Conoscendolo, sono sicuro che sia intervenuto spinto da una buona intenzione, ovvero tentare di fare chiarezza di fronte ad una lettura del dispositivo che solo chi ha vissuto il processo conosce bene. Ma in questo suo tratto di generosità probabilmente si è lasciato un po’ andare. Affermazioni come “bandito western”, in un momento in cui è stata anche recepita la norma sulla presunzione d’innocenza, lasciano il tempo che trovano, come pure giustificare la mancata concessione delle attenuanti generiche con l’omesso interrogatorio, quindi punendo un diritto difensivo. Però lo comprendo, perché non è stato facile gestire questa situazione.
Si è fatto un’idea di come si sia arrivati a questa condanna?
Siamo sul campo delle congetture. Nel primo blocco di reati in continuazione il reato principale è stato quello del peculato. Quindi la riqualificazione dell’abuso d’ufficio in truffa aggravata ha avuto un effetto limitato sul calcolo complessivo della pena. Bisogna davvero entrare nel processo per capire se c’erano i margini per poterlo fare, se c’era una prevedibilità, perché l’imputato ha anche diritto ad avere una prevedibilità della riqualificazione giuridica. Però sulle ragioni della decisione non mi sento di dire nulla. Nessuno dice che quella pena è illegale, perché è previsto dalla legge, e nell’emetterla i giudici hanno esercitato una loro legittima discrezionalità, che poi capiremo meglio con le motivazioni, ma alla fine il risultato è una pena elevata che legittimamente può suscitare nell’opinione pubblica delle critiche. Non credo che come magistrati possiamo dire che non lo si possa fare. È una presa di distanza della magistratura che stride col suo ruolo e rischia di far perdere di vista la necessità di essere non solo autoritari, ma anche autorevoli. Che vuol dire fare anche le cose contro l’opinione pubblica, quando significa difendere i diritti fondamentali e quindi non avere timore di andare contro la stessa, ma anche non chiudersi ad ogni forma di critica.
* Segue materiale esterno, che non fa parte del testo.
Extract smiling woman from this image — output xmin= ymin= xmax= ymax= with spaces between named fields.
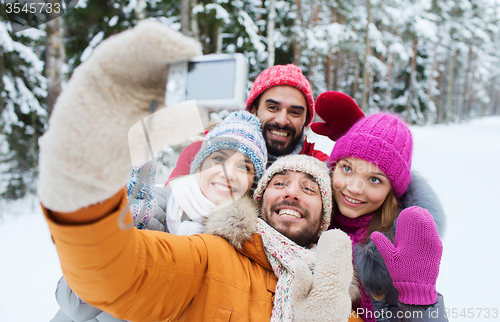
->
xmin=199 ymin=149 xmax=256 ymax=205
xmin=326 ymin=111 xmax=448 ymax=322
xmin=131 ymin=110 xmax=268 ymax=235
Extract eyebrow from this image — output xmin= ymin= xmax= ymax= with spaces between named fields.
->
xmin=274 ymin=170 xmax=289 ymax=176
xmin=273 ymin=171 xmax=318 ymax=184
xmin=372 ymin=172 xmax=389 ymax=179
xmin=340 ymin=159 xmax=389 ymax=179
xmin=214 ymin=150 xmax=229 ymax=157
xmin=264 ymin=99 xmax=305 ymax=112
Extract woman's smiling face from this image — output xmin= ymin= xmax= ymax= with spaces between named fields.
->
xmin=332 ymin=157 xmax=392 ymax=218
xmin=199 ymin=149 xmax=255 ymax=205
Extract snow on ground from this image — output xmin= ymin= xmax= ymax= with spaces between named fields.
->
xmin=1 ymin=116 xmax=500 ymax=321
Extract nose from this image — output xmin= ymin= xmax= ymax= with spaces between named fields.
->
xmin=274 ymin=109 xmax=289 ymax=127
xmin=219 ymin=162 xmax=237 ymax=181
xmin=283 ymin=183 xmax=300 ymax=201
xmin=347 ymin=178 xmax=364 ymax=195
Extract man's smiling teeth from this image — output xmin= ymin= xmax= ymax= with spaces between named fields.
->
xmin=213 ymin=183 xmax=232 ymax=192
xmin=278 ymin=209 xmax=301 ymax=218
xmin=345 ymin=195 xmax=363 ymax=204
xmin=270 ymin=130 xmax=288 ymax=137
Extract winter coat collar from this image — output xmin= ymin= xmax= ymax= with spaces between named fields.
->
xmin=203 ymin=196 xmax=273 ymax=270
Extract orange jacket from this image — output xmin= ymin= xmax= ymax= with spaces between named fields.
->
xmin=43 ymin=189 xmax=362 ymax=322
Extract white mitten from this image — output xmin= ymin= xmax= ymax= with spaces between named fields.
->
xmin=292 ymin=229 xmax=354 ymax=322
xmin=38 ymin=21 xmax=202 ymax=212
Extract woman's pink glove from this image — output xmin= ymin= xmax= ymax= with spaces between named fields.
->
xmin=371 ymin=206 xmax=443 ymax=305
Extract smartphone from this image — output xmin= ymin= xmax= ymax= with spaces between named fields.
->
xmin=165 ymin=53 xmax=248 ymax=110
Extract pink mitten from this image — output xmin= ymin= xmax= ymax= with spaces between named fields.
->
xmin=371 ymin=206 xmax=443 ymax=305
xmin=310 ymin=91 xmax=365 ymax=141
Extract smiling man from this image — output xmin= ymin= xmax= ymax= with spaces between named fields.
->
xmin=246 ymin=64 xmax=327 ymax=164
xmin=254 ymin=154 xmax=332 ymax=247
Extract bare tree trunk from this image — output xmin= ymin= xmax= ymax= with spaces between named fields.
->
xmin=335 ymin=13 xmax=344 ymax=92
xmin=462 ymin=45 xmax=473 ymax=121
xmin=327 ymin=7 xmax=336 ymax=91
xmin=335 ymin=51 xmax=343 ymax=92
xmin=181 ymin=0 xmax=190 ymax=36
xmin=353 ymin=52 xmax=360 ymax=103
xmin=481 ymin=83 xmax=490 ymax=117
xmin=307 ymin=2 xmax=321 ymax=90
xmin=428 ymin=40 xmax=439 ymax=113
xmin=361 ymin=0 xmax=372 ymax=112
xmin=190 ymin=0 xmax=200 ymax=41
xmin=327 ymin=52 xmax=333 ymax=90
xmin=45 ymin=0 xmax=65 ymax=117
xmin=213 ymin=26 xmax=222 ymax=54
xmin=292 ymin=0 xmax=302 ymax=66
xmin=0 ymin=44 xmax=4 ymax=115
xmin=384 ymin=51 xmax=393 ymax=110
xmin=136 ymin=0 xmax=147 ymax=20
xmin=406 ymin=34 xmax=418 ymax=120
xmin=436 ymin=61 xmax=446 ymax=123
xmin=267 ymin=0 xmax=276 ymax=68
xmin=446 ymin=52 xmax=456 ymax=124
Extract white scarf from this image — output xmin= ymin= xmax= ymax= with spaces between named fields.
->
xmin=167 ymin=173 xmax=217 ymax=235
xmin=256 ymin=219 xmax=316 ymax=322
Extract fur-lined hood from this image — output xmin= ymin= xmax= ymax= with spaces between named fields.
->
xmin=204 ymin=196 xmax=260 ymax=250
xmin=354 ymin=171 xmax=447 ymax=296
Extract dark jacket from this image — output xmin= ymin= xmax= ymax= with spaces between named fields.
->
xmin=353 ymin=171 xmax=448 ymax=322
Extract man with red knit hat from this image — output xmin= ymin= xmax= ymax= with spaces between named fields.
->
xmin=166 ymin=64 xmax=328 ymax=183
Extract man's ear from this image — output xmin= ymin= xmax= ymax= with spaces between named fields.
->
xmin=249 ymin=104 xmax=257 ymax=115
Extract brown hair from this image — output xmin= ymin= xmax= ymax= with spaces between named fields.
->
xmin=363 ymin=190 xmax=399 ymax=244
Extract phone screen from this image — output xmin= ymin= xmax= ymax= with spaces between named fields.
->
xmin=185 ymin=59 xmax=236 ymax=100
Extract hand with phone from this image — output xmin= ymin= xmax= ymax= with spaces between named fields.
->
xmin=38 ymin=21 xmax=202 ymax=213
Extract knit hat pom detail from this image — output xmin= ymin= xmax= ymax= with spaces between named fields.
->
xmin=224 ymin=110 xmax=262 ymax=130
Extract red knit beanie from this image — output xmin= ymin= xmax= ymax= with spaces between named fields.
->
xmin=245 ymin=64 xmax=315 ymax=126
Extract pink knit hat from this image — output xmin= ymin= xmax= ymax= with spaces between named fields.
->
xmin=329 ymin=113 xmax=413 ymax=197
xmin=245 ymin=64 xmax=315 ymax=126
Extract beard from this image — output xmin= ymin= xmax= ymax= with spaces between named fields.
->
xmin=261 ymin=200 xmax=321 ymax=248
xmin=263 ymin=123 xmax=303 ymax=156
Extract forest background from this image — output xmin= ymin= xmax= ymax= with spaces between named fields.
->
xmin=1 ymin=0 xmax=500 ymax=200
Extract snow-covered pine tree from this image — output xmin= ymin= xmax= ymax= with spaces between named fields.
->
xmin=1 ymin=15 xmax=47 ymax=199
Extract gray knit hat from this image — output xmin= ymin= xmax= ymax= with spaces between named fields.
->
xmin=190 ymin=111 xmax=268 ymax=180
xmin=253 ymin=155 xmax=332 ymax=233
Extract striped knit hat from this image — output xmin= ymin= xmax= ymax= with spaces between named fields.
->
xmin=253 ymin=155 xmax=332 ymax=234
xmin=329 ymin=113 xmax=413 ymax=197
xmin=190 ymin=111 xmax=267 ymax=180
xmin=246 ymin=64 xmax=315 ymax=126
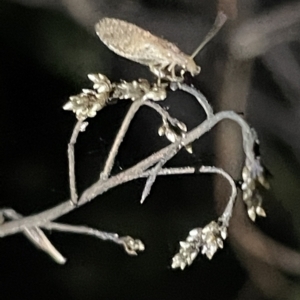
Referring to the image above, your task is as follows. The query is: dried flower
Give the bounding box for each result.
[158,119,192,153]
[172,228,202,270]
[120,236,145,256]
[143,83,167,101]
[172,221,227,270]
[112,79,167,101]
[87,73,112,94]
[201,221,225,260]
[113,80,145,101]
[63,89,108,121]
[241,158,269,222]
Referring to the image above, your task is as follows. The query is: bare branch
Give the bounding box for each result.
[140,160,164,204]
[100,98,145,180]
[68,120,85,204]
[141,165,237,226]
[144,101,186,128]
[0,108,257,239]
[42,222,145,256]
[171,82,214,119]
[0,109,254,238]
[0,209,66,264]
[230,2,300,59]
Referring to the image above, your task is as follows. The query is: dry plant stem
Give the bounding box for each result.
[0,84,256,239]
[101,82,214,189]
[42,222,126,248]
[100,98,144,180]
[0,110,255,238]
[1,209,66,264]
[230,2,300,60]
[140,83,215,203]
[68,120,83,204]
[144,101,184,126]
[139,138,182,204]
[142,166,237,225]
[1,164,237,261]
[173,83,214,118]
[2,209,142,255]
[140,160,165,204]
[198,166,237,225]
[100,83,213,185]
[45,166,236,238]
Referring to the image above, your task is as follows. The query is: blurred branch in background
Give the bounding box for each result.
[214,0,300,298]
[230,2,300,59]
[61,0,99,30]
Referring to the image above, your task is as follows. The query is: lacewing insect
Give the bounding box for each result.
[95,12,227,81]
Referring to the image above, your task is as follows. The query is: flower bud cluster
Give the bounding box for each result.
[120,236,145,256]
[63,73,111,120]
[158,119,193,153]
[172,221,227,270]
[63,74,168,120]
[113,79,167,101]
[241,158,269,222]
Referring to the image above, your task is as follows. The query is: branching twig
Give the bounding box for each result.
[0,106,256,239]
[0,111,253,235]
[0,209,66,264]
[0,91,257,240]
[141,165,237,227]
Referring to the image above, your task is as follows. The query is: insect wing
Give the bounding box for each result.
[95,18,179,66]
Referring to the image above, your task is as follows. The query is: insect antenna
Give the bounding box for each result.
[190,11,228,59]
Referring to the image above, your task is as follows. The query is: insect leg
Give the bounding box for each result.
[149,63,169,85]
[167,62,184,82]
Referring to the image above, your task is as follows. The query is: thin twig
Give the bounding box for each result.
[100,98,145,180]
[144,101,185,127]
[199,166,237,226]
[68,120,84,204]
[171,82,214,118]
[141,165,237,225]
[0,109,255,237]
[0,209,66,264]
[138,137,182,204]
[42,222,144,255]
[140,160,165,204]
[140,82,216,203]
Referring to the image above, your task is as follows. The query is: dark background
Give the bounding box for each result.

C’è poi una questione di tempistica: la sentenza è stata pronunciata a tre giorni dal voto.
Si poteva fare cinque giorni dopo. Credo che questo faccia parte della sensibilità e dell’equilibrio del giudice. Non conosco le ragioni per cui non era possibile emettere questa sentenza la prossima settimana, quello che posso dire è che in generale questo fa parte di un equilibrato esercizio dei poteri discrezionali nella gestione delle udienze da parte dei giudici. Poi i nostri sono tribunali complicati e quindi l’organizzazione delle tempistiche dipende da tante cose, ma trattandosi di una vicenda così delicata, che rischiava di impattare su un momento essenziale della nostra vita democratica, quello elettorale, ci voleva una particolare attenzione, che va oltre la tutela corporativa. E questo è un problema.
Lei ha avuto a che fare con reati gravi e anche con una gestione dell’accoglienza diversa da quella di Riace. Che differenze ci sono?
Ho fatto processi drammatici in relazione alle modalità di accoglienza dei migranti a San Ferdinando quando ero alla procura di Palmi, con strumentalizzazione della forza lavoro, associazioni finalizzate al caporalato e allo sfruttamento schiavistico dei migranti. Ho visto aggressioni a colpi d’arma da fuoco a migranti che non calavano la testa eli ho visti anche in aula indicare gli autori di gravi atti delittuosi contro di loro, con un coraggio che spesso non ho visto da parte dei cittadini italiani.
Qual è stata la pena più alta in questi casi?
Non glielo so dire perché poi sono stato trasferito a Reggio Calabria e il processo non l’ho seguito. Ma certamente sotto i 13 anni.